At this point, I don’t think I need to explain what Vampire Survivors is, and I want to skip to where it is today.

More Survivors, Fewer Vampires
Vampire Survivors has come a long way in terms of its design. The original map was simply an empty field that stretched on infinitely. Now there are multiple maps, multiple characters, secrets, additional systems, and this doesn’t even include the latest map.
Perhaps the most surprising thing about going back to VS today is that it still plays as one of the faster bullet heaven games on the market. When I last played, it had the option to increase the in-game speed so that 30 minutes became 20. Now you can do it even faster, going down to 15 minutes — allowing someone to experience a full run quicker than any other bullet heaven out there.
This gets at one of the biggest issues I have with a lot of other games: the developers keep messing up the speed. I’ve lost count of the number of these games where the very first run is slooooow — your character is slow, bullets are slow, enemies are slow; the entire game feels slow.

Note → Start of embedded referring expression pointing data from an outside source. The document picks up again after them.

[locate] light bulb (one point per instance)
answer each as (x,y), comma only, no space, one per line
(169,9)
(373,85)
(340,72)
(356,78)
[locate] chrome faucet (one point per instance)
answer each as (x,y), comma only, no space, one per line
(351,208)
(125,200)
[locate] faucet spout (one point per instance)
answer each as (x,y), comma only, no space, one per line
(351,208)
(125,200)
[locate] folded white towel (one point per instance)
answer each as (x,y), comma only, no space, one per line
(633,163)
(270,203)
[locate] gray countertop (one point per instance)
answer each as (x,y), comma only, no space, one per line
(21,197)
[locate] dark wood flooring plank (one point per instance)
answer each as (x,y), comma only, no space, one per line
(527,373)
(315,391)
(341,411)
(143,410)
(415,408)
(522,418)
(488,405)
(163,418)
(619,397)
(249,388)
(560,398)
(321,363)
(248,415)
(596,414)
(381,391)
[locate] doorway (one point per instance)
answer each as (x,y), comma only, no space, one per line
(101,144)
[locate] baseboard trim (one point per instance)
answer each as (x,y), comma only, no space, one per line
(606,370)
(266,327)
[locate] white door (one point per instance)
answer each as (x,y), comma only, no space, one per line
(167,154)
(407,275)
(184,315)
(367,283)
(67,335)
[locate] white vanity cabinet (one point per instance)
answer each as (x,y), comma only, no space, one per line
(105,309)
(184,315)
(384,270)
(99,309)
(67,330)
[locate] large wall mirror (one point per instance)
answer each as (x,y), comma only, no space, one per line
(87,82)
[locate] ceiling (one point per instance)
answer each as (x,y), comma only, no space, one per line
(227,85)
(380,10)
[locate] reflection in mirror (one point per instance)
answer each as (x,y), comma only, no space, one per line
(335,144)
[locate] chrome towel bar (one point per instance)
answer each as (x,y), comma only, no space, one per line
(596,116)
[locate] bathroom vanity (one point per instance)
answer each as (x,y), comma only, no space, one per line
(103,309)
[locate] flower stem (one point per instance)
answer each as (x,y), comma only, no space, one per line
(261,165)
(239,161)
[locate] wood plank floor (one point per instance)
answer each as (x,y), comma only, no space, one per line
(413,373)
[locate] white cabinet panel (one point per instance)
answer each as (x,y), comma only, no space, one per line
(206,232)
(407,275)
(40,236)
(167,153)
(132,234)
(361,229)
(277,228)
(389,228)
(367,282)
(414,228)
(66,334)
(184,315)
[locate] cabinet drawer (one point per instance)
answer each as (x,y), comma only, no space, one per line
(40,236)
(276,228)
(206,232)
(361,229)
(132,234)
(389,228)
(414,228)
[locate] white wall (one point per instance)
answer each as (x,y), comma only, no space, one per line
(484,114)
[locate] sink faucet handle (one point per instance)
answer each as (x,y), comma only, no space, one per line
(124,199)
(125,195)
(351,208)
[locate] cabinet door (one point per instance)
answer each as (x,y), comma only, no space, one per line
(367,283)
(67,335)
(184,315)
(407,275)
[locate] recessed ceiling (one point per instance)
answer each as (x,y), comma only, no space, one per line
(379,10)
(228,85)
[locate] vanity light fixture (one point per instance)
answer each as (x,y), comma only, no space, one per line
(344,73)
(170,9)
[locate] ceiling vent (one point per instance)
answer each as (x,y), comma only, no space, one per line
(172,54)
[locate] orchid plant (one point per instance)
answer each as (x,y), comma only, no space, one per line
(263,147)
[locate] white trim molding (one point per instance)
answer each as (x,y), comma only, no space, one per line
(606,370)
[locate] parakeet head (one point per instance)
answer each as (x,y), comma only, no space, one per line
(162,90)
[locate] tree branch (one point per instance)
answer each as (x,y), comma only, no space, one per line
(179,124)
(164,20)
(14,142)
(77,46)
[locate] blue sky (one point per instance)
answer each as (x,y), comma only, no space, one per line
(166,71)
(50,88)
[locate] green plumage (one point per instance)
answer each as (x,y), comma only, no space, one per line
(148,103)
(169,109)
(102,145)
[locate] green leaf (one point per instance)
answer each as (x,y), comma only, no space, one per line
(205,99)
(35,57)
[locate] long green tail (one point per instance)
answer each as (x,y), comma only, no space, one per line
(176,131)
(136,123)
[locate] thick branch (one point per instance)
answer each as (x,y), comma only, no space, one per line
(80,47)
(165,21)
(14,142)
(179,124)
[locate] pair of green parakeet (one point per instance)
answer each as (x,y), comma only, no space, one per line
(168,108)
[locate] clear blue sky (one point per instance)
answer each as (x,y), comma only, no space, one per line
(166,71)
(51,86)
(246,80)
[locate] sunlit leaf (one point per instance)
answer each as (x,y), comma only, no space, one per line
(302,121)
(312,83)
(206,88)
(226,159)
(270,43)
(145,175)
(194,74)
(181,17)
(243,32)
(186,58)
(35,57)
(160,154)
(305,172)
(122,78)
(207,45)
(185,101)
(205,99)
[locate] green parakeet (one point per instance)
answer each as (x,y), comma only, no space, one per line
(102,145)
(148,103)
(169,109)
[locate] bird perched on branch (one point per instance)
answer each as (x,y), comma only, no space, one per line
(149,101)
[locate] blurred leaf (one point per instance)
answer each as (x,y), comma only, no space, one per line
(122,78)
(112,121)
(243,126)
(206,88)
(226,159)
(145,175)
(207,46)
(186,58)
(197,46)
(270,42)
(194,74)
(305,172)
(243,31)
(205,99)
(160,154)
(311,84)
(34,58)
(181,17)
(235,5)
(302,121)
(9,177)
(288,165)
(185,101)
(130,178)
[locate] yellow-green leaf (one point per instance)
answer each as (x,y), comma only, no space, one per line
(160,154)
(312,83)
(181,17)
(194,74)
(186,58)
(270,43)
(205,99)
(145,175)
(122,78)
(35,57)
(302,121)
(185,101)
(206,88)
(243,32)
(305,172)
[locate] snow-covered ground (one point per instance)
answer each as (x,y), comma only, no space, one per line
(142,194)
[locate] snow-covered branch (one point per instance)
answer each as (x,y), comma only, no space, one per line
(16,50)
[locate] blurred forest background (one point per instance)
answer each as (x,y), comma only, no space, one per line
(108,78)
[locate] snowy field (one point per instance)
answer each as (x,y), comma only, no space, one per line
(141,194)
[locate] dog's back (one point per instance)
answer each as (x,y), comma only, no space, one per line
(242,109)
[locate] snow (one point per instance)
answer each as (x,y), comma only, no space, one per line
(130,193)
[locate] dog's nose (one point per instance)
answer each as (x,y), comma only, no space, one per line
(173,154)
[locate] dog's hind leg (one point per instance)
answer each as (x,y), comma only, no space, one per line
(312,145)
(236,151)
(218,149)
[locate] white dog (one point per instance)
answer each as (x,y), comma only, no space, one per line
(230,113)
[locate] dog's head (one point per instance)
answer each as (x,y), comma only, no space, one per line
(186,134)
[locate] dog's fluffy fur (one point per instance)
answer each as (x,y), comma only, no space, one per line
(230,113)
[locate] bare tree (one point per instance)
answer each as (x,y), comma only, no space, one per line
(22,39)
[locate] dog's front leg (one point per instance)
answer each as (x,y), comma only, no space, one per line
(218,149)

I’ve had to institute a new rule — if I’m falling asleep before ten minutes are up in your game, I will end the run early.

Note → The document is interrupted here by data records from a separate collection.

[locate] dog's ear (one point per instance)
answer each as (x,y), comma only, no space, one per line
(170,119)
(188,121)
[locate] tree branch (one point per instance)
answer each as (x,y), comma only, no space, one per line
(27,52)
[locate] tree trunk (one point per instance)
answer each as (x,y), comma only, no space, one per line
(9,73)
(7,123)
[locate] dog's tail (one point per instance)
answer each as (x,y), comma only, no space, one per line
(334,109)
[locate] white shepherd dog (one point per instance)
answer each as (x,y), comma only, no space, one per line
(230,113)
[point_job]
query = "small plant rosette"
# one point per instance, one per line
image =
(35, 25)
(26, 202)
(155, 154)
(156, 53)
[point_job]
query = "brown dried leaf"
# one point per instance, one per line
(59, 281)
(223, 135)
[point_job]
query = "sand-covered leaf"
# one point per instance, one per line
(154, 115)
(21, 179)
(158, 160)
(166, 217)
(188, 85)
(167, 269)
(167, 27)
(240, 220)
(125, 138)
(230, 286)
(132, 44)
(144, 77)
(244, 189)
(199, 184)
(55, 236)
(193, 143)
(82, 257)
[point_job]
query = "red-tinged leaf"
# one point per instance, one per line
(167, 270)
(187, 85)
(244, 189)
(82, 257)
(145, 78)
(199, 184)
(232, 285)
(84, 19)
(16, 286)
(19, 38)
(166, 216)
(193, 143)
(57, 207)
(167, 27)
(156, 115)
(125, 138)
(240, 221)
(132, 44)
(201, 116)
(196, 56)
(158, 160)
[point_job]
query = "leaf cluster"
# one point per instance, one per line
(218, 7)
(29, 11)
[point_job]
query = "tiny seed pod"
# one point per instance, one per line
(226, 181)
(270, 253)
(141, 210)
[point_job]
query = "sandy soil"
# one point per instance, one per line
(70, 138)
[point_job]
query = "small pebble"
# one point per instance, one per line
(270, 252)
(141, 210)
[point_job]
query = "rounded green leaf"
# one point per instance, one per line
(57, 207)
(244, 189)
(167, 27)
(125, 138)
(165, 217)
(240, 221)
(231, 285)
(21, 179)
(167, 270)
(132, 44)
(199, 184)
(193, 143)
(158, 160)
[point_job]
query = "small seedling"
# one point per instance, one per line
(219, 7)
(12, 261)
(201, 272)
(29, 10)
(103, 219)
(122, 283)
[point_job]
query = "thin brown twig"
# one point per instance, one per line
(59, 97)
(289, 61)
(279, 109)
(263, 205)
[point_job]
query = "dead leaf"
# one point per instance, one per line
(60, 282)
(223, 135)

For the games in which I do manage to get to the end of a run, through death or completion, I’m surprised to find that I’ve unlocked nothing at all. If you’re going to do a game like this, there must be consistent upgrades to drip-feed progression. I’ve lost count of the number of games where the first upgrade takes multiple winning runs to unlock.

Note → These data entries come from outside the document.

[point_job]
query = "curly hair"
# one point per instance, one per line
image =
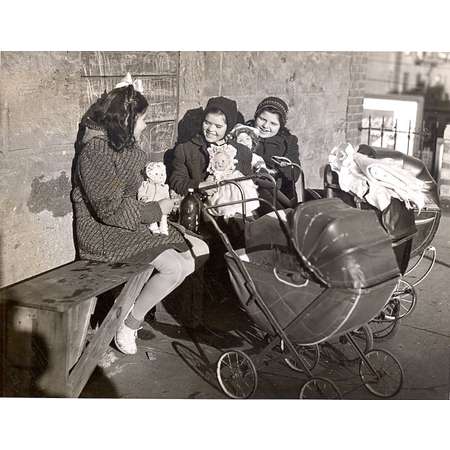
(116, 113)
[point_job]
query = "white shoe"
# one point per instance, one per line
(125, 340)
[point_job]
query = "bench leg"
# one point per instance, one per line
(94, 351)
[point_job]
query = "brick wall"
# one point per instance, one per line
(43, 95)
(355, 101)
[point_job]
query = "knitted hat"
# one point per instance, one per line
(227, 106)
(276, 104)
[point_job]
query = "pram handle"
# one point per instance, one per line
(283, 162)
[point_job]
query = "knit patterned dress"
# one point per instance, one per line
(110, 223)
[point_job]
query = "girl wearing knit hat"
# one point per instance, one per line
(276, 140)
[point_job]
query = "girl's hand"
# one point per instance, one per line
(167, 205)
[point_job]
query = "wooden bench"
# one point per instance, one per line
(45, 323)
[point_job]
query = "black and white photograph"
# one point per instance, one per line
(224, 224)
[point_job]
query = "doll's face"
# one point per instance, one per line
(156, 172)
(221, 162)
(245, 139)
(140, 125)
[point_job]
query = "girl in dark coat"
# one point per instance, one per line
(110, 223)
(276, 140)
(191, 159)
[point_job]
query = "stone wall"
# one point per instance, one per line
(43, 95)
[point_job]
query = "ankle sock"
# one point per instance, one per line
(132, 322)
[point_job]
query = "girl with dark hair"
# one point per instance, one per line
(276, 140)
(110, 223)
(191, 159)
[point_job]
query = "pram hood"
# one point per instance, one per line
(346, 247)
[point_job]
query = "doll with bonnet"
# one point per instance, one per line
(154, 189)
(248, 136)
(222, 166)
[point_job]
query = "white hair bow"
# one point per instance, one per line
(127, 80)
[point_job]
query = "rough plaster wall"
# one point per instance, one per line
(42, 97)
(316, 86)
(39, 111)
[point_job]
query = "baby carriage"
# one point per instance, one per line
(411, 232)
(327, 269)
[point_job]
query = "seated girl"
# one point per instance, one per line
(191, 159)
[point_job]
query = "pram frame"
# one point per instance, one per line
(255, 296)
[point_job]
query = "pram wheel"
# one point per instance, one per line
(310, 355)
(406, 296)
(236, 374)
(342, 347)
(386, 323)
(319, 388)
(388, 377)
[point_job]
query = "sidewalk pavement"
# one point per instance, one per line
(178, 363)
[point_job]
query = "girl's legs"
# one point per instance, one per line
(173, 267)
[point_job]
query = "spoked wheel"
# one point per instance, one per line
(363, 338)
(386, 323)
(319, 388)
(406, 296)
(309, 354)
(388, 377)
(236, 374)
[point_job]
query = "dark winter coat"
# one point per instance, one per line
(282, 144)
(110, 223)
(191, 160)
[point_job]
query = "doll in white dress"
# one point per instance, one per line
(222, 166)
(154, 189)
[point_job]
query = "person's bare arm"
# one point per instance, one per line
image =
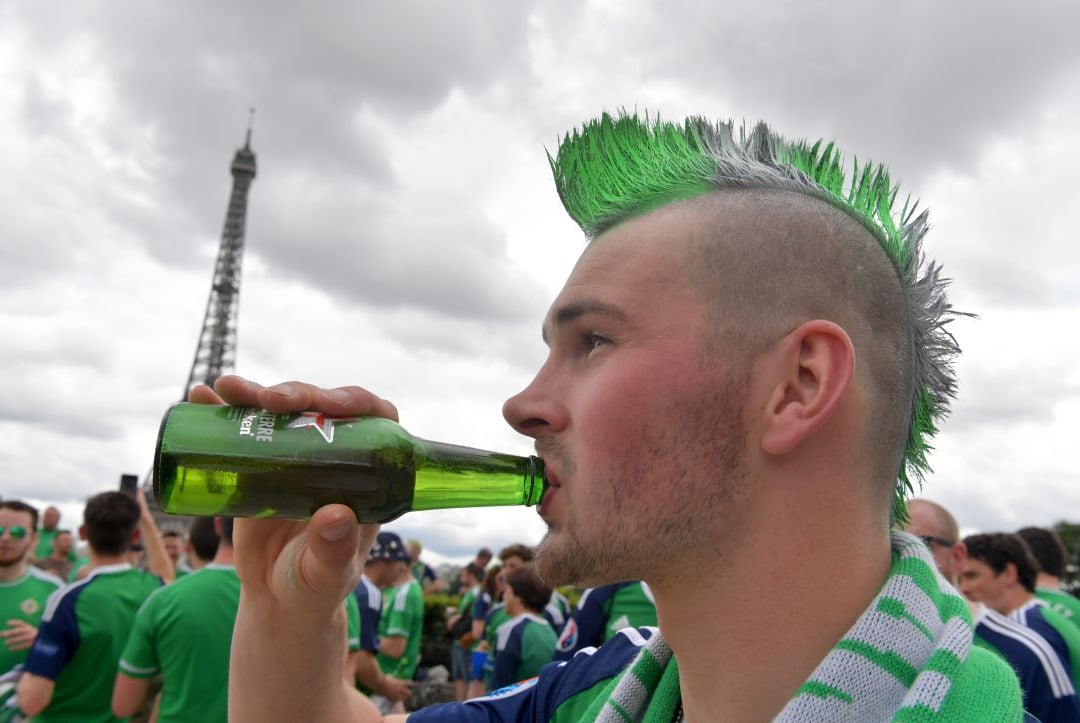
(129, 694)
(157, 557)
(35, 693)
(18, 634)
(295, 576)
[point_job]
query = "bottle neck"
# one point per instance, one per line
(450, 476)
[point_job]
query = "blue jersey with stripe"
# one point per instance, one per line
(556, 694)
(1049, 694)
(602, 612)
(1062, 636)
(369, 600)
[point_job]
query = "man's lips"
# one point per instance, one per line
(553, 485)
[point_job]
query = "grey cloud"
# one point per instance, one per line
(916, 85)
(183, 78)
(420, 253)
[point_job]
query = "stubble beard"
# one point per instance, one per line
(662, 510)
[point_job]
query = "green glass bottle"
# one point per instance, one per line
(246, 462)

It’s this slowness that betrays a lot of the bullet heavens compared to Vampire Survivors. I'm willing to bet that these games have nowhere near the amount of content that VS has at this point, so slowing down progression keeps them from running out of things for the player to do. However, it’s that amount of content and the consistent rewards that keep someone engaged with VS. If I want to make progress in the game, I can go after a character challenge, weapon unlock, map unlock, or just go for gold that I’m going to be using for more meta unlocks.
There is a puzzle to playing and mastering the many different items, tarot cards, and characters that isn’t present in the other games. It’s that next level of understanding that provides a lot of the replayability in Vampire Survivors — yes, you survived a run, now how do you break it?
Vampire-Vania
To that point, let’s talk about the newest map. The Castlevania/Symphony of the Night DLC is the closest fans have gotten to a celebration of the series in a long time, and definitely not from Konami themselves. Featuring remixed versions of popular songs, a buffet of characters from the series, the largest map to date in the game, and many different secrets to find.
Each “adventure” map adds more features and elevates the original formula, but this one is the most expansive to date. It contains a lot more unlockable characters, bonus areas, and more nods to the entire Castlevania franchise.

What makes this one of the best bullet heaven experiences is the sheer number of secrets and places to explore, which does something I haven’t seen in any other bullet heaven to date — it makes me want more time to explore.
There are so many new weapons, combinations, and permanent upgrades that you can unlock on the map that, despite Vampire Survivors being the first bullet heaven game to blow up, it still feels like one of the most progressive takes on the genre. It’s those details that keep Vampire Survivors on top of the subgenre and is the bar that other games must clear if they want to have any chance at exceeding the standard set by the king of the genre.
Based Bullet-Heaven
What continues to make Vampire Survivors the undisputed king is that it gets at what makes this kind of content so engaging. It’s not just about providing “things” blowing up on-screen, but letting the player have 15–30 minutes of rapid progression. The constant rewards and goals to go after provide a structure for players beyond just repeating for a high score or an unlock after hours of play.
While the game does not have the more technical aspects of newer bullet heavens like Death Must Die, or the RPG aspects of Halls of Torment, it makes up for that with the sheer number of items and evolutions, allowing multiple play styles on a run-by-run basis.
This is not a game that “hides the fun;” it only gets better the more you put into it. It is going to take something spectacular from a developer to beat Vampire Survivors at their own game.